134km (83 miles) NW of Agrigento, 301km (187 miles) W of Catania, 124km (77 miles) SW of Palermo, 31km (19 miles) S of Trapani.
A thriving little port on Cape Boeo, the westernmost tip of Sicily overlooking the Egadi Islands and Tunisia, Marsala is where the world-famous Marsala sweet wine is produced thanks to the area's fertile red earth, sunshine, and sea breezes. This is an elegant town with baroque buildings, Roman ruins, a lively fish market, and a long sandy coastline stretching to the north and south.
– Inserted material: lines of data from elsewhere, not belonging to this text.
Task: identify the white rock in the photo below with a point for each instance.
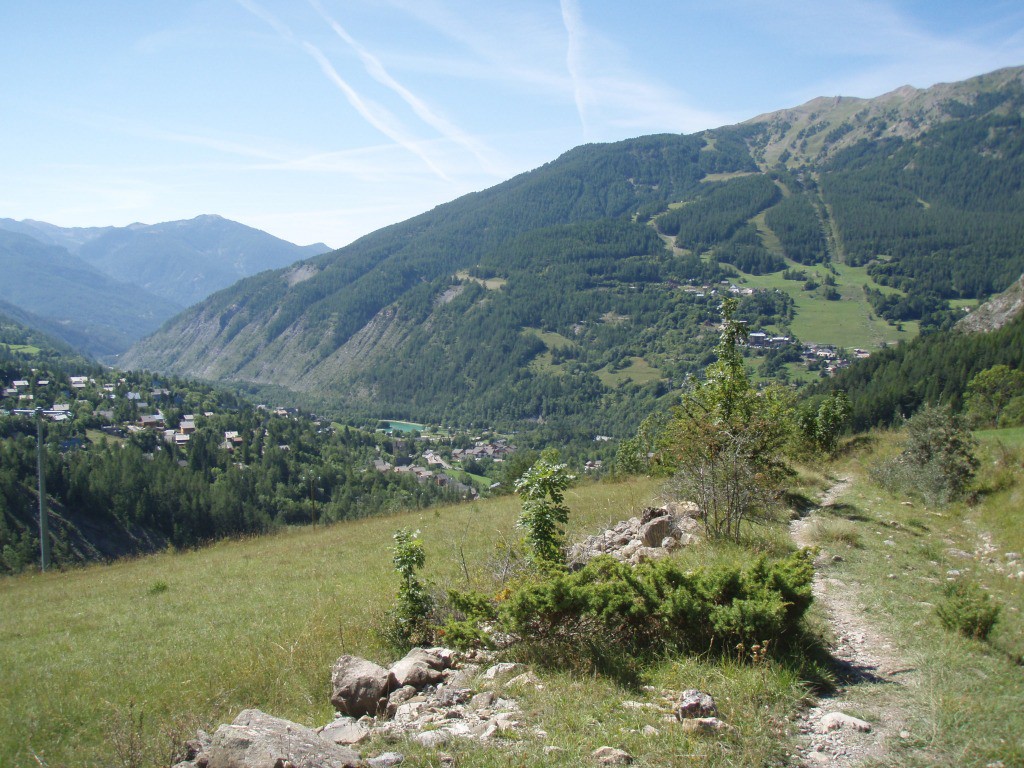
(503, 668)
(836, 720)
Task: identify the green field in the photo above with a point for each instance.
(155, 647)
(1013, 436)
(849, 323)
(639, 372)
(550, 338)
(26, 349)
(406, 426)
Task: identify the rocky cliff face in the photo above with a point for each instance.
(995, 312)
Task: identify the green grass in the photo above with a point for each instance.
(254, 623)
(492, 284)
(963, 707)
(639, 372)
(95, 435)
(849, 323)
(1013, 436)
(708, 177)
(551, 338)
(27, 349)
(406, 426)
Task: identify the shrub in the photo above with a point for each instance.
(937, 462)
(657, 606)
(726, 440)
(410, 616)
(968, 609)
(544, 512)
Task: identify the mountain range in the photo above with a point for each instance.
(585, 288)
(100, 289)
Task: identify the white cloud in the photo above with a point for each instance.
(374, 114)
(377, 70)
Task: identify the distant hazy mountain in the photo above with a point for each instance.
(19, 327)
(583, 288)
(80, 304)
(180, 261)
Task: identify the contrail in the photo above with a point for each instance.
(382, 76)
(573, 23)
(368, 114)
(357, 102)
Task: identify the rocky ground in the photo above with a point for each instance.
(872, 673)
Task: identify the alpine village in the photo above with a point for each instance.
(686, 450)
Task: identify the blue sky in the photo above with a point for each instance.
(324, 120)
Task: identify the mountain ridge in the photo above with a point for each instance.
(559, 280)
(182, 261)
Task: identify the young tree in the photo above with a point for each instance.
(726, 439)
(414, 603)
(939, 454)
(989, 392)
(544, 512)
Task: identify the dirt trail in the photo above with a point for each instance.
(871, 674)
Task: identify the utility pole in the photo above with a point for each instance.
(44, 515)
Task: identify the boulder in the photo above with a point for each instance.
(705, 725)
(611, 756)
(255, 739)
(836, 720)
(359, 687)
(386, 760)
(345, 730)
(653, 531)
(419, 669)
(503, 668)
(695, 704)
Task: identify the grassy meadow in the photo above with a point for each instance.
(157, 646)
(963, 698)
(114, 665)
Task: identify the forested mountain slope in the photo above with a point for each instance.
(76, 302)
(578, 293)
(180, 261)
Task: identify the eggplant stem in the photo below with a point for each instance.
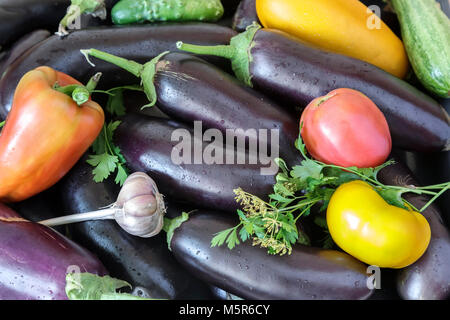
(104, 214)
(128, 65)
(224, 51)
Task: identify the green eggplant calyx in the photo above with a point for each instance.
(238, 51)
(147, 79)
(170, 225)
(79, 7)
(145, 72)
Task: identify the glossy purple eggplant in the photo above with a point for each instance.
(147, 146)
(249, 272)
(427, 278)
(245, 15)
(289, 70)
(35, 259)
(145, 263)
(21, 46)
(18, 17)
(140, 43)
(189, 89)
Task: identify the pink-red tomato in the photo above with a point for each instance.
(346, 128)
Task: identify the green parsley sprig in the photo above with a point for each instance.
(108, 157)
(272, 225)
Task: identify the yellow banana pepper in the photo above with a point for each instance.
(342, 26)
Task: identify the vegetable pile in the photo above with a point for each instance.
(288, 176)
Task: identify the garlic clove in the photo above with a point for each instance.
(136, 184)
(140, 216)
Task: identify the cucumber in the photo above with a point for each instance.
(426, 35)
(140, 11)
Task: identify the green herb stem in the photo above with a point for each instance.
(435, 197)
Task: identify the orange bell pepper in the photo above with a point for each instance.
(340, 26)
(45, 134)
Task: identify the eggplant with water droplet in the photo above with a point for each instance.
(249, 272)
(20, 47)
(18, 17)
(140, 43)
(142, 262)
(35, 259)
(245, 15)
(285, 68)
(152, 145)
(189, 89)
(427, 278)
Like the town itself, Marsala wine has antique origins, but it was first popularized in 1770 when an English trader, John Woodhouse, was forced to anchor here during a violent storm. Woodhouse headed for a tavern, downed some local wine, and realized it had commercial potential: The rest is history. You can drink some of the amber yellow Marsala in one of the town's quaint wine shops, or head through the hills along roads lined with prickly-pear cacti to one of the vineyards nearby. Townspeople drink the dark, vintage Marsala, which is best sipped as a dessert wine with hard piquant cheese, fruit or pastries, and it's also used to flavor the local cassatelle cakes made from fried ricotta and cinnamon.
Wine isn't the only gastronomic delight in Marsala; it's a good place to try what's considered to be the oldest handmade pasta in the world, busiati. The curly pasta has a firm texture and mealy taste, and is good eaten with pesto sauce made Trapanese style with cherry tomatoes.
The best time to visit the town is in early May when its inhabitants don red shirts to re-enact one of the most important events in Italian history: The landing of Garibaldi and his brigade of Red Shirts at Marsala on May 11, 1860, which was the start of the freedom-fighter's campaign to unify Italy.